Mousavinasab Seyed-Mohammadali, Hedyehzadeh Mohammadreza, Mousavinasab Seyed-Taha
Department of Biomedical Engineering, Islamic Azad University Dezful Branch, Dezful, Iran.
Radiology Expert, Golestan Hospital, Jundi Shapur University of Medical Sciences of Ahwaz, Ahwaz, Iran.
J Imaging Inform Med. 2025 Jul 15. doi: 10.1007/s10278-025-01547-x.
This work uses T1, STIR, and T2 MRI sequences of the lumbar vertebrae and BMD measurements to identify osteoporosis using deep learning. An analysis of 1350 MRI images from 50 individuals who had simultaneous BMD and MRI scans was performed. The accuracy of a custom convolution neural network for osteoporosis categorization was assessed using deep learning. T2-weighted MRIs were most diagnostic. The suggested model outperformed T1 and STIR sequences with 88.5% accuracy, 88.9% sensitivity, and 76.1% F1-score. Modern deep learning models like GoogleNet, EfficientNet-B3, ResNet50, InceptionV3, and InceptionResNetV2 were compared to its performance. These designs performed well, but our model was more sensitive and accurate. This research shows that T2-weighted MRI is the best sequence for osteoporosis diagnosis and that deep learning overcomes BMD-based approaches by reducing ionizing radiation. These results support clinical use of deep learning with MRI for safe, accurate, and quick osteoporosis diagnosis.

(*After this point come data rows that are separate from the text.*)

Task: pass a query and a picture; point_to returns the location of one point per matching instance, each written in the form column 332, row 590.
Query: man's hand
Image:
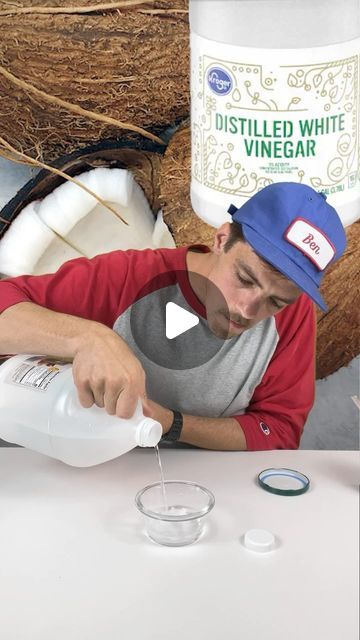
column 159, row 413
column 106, row 372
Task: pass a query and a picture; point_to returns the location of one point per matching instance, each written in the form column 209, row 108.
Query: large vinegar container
column 274, row 97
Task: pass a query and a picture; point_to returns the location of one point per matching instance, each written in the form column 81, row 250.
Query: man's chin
column 225, row 330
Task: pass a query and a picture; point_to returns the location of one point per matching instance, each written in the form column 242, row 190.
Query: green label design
column 261, row 116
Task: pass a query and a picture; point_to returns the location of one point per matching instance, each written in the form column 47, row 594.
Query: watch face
column 175, row 430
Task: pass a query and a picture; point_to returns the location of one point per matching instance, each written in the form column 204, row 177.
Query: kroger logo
column 219, row 81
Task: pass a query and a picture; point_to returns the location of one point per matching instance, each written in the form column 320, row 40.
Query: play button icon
column 169, row 325
column 178, row 320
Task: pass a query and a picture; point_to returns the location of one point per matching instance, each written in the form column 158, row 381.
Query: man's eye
column 276, row 304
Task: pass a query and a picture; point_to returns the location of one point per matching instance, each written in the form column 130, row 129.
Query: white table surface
column 76, row 565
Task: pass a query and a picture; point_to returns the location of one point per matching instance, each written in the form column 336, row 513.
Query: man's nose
column 250, row 305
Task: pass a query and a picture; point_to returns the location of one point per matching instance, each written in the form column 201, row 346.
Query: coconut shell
column 338, row 339
column 130, row 64
column 175, row 175
column 144, row 163
column 338, row 336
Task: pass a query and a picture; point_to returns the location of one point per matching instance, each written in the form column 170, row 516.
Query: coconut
column 338, row 339
column 143, row 160
column 52, row 220
column 92, row 75
column 337, row 329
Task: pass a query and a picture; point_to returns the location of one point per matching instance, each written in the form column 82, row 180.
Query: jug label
column 37, row 372
column 266, row 115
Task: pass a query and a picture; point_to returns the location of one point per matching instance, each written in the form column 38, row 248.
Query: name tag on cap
column 311, row 241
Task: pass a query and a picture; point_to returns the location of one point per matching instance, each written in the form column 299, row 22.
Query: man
column 253, row 293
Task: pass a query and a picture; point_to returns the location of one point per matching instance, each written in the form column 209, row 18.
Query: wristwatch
column 174, row 432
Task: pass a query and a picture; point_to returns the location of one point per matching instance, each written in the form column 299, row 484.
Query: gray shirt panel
column 221, row 386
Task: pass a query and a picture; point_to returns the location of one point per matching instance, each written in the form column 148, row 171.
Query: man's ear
column 221, row 236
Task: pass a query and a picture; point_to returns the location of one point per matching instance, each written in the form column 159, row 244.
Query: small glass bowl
column 176, row 518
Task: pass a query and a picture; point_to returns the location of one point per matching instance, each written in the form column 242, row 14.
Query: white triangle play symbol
column 178, row 320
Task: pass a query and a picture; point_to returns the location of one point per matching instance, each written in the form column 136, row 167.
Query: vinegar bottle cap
column 148, row 432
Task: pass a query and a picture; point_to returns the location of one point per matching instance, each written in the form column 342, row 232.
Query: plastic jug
column 274, row 97
column 40, row 410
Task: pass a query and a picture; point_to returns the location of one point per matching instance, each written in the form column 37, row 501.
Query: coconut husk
column 338, row 339
column 144, row 163
column 175, row 175
column 123, row 69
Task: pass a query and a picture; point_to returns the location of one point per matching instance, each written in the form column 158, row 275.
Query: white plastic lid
column 259, row 540
column 148, row 433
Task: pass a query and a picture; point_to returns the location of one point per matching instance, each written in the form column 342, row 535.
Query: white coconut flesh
column 70, row 223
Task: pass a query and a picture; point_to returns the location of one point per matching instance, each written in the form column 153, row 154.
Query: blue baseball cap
column 293, row 227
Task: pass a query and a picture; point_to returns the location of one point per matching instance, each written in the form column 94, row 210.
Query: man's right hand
column 106, row 372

这项研究使用腰椎的T1、短TI反转恢复(STIR)和T2磁共振成像(MRI)序列以及骨密度(BMD)测量,通过深度学习来识别骨质疏松症。对50名同时进行了BMD和MRI扫描的个体的1350张MRI图像进行了分析。使用深度学习评估了一个用于骨质疏松症分类的定制卷积神经网络的准确性。T2加权MRI的诊断价值最高。所提出的模型在准确性、敏感性和F1分数方面优于T1和STIR序列,准确率为88.5%,敏感性为88.9%,F1分数为76.1%。将谷歌网络(GoogleNet)、高效网络B3(EfficientNet-B3)、残差网络50(ResNet50)、初始网络V3(InceptionV3)和初始残差网络V2(InceptionResNetV2)等现代深度学习模型与该模型的性能进行了比较。这些模型表现良好,但我们的模型更敏感、更准确。这项研究表明,T2加权MRI是诊断骨质疏松症的最佳序列,并且深度学习通过减少电离辐射克服了基于BMD的方法。这些结果支持在临床上使用深度学习结合MRI进行安全、准确和快速的骨质疏松症诊断。